# Advice needed, newly single mum of two and will be claiming benefits



## Michelle1704

Hi ladies

I'm hoping that there is someone who is in similar circumstances to me... sorry hoping is a bad word. 
Basically I need some advice. My boyfriend of 8 years has ended things and has been having some kind of relationship with a woman at work.
Anyway we have 2 children 2.5 yo and 8 month old.
I'm getting so confused with the benefits websites... different ones say different things.
I'll be working 21hrs a week so basically I just want to know what I'm entitled to. 
We currently live in rented accommodation and want to stay where I am really.

Thank you for any advice xx


----------



## DJJ

How I understand it as a single parent u can get working tax credit from 16 hours.so u will get child tax credit,working tax credit. And maybe depending on income some housing benefit and nhs tax exemption.


----------



## baileybubs

Hi 

I was in this position a couple of years ago. You will get some child tax credits and working tax credits as DJJ says, perhaps housing benefit and contributions towards council tax (as well as single person council tax reduction if you live alone with your children) but these all depend on your income. 

Not sure on the NHS tax exemption as I didn't get that (not sure what it is though).

You may also get the 2 year old grant for nursery for child care fees for your oldest child, again this is means tested so all depends on your income. 

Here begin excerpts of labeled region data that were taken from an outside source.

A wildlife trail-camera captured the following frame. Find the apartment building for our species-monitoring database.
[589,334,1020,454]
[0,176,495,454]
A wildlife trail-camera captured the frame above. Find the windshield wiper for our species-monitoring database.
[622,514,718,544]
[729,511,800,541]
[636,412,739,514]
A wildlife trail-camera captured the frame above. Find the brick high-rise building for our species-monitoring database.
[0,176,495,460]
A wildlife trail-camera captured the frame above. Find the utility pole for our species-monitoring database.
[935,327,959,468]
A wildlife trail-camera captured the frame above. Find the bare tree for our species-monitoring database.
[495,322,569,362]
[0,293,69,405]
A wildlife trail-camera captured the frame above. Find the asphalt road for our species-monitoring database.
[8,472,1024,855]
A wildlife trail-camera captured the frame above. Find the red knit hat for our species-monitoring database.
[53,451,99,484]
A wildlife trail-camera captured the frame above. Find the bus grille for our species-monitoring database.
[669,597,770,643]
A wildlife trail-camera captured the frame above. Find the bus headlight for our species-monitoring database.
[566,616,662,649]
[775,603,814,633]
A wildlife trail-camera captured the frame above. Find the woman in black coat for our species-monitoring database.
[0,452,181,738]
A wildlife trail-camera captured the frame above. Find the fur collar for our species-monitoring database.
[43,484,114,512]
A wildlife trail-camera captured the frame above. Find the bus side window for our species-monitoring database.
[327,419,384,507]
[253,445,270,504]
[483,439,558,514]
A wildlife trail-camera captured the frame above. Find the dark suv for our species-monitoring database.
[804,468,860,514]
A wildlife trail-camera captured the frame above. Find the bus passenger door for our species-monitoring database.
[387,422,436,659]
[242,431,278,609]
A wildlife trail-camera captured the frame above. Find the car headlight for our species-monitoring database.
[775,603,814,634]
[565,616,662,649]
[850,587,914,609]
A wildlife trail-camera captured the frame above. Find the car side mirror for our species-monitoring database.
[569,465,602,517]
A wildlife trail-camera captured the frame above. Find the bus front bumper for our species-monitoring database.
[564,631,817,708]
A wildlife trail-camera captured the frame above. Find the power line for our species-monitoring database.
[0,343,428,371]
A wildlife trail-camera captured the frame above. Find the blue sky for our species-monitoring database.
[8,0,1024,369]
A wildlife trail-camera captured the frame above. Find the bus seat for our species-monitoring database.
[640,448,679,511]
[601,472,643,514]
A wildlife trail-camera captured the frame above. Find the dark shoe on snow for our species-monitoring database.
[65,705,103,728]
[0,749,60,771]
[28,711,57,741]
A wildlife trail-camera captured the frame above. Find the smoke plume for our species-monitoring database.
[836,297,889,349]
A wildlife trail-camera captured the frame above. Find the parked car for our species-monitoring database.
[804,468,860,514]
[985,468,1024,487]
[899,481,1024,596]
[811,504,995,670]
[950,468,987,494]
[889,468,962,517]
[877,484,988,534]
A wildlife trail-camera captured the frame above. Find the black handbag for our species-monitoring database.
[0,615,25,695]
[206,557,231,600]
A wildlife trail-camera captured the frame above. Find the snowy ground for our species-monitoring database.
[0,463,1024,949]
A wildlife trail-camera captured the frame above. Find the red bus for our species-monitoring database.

There are some benefits calculators that are pretty good that can help you, gov.uk can tell you what tax credits and I think Turn2Us have one that can also tell you possible housing benefit etc


----------



## DJJ

The NHS tax exemption certificate gives u free prescriptions,dental treatment and opticians etc.its based on income.


----------



## baileybubs

Ah, I never got this DJJ, I thought it might be that but I thought it was only for those who didn't work at all. 
Do you apply for it through NHS?


----------



## Rags

baileybubs said:


> Ah, I never got this DJJ, I thought it might be that but I thought it was only for those who didn't work at all.
> Do you apply for it through NHS?

It should come to you if you are in receipt of working tax credit, they send you out an exemption card.


----------



## DJJ

You can also apply for a HC5 certificate for NHS charges. Have a look on the NHS choices website.


----------



## daneuse27

Unsure of what you're entitled to as I'm not in the UK, but wishing you the best in starting your new life :)


----------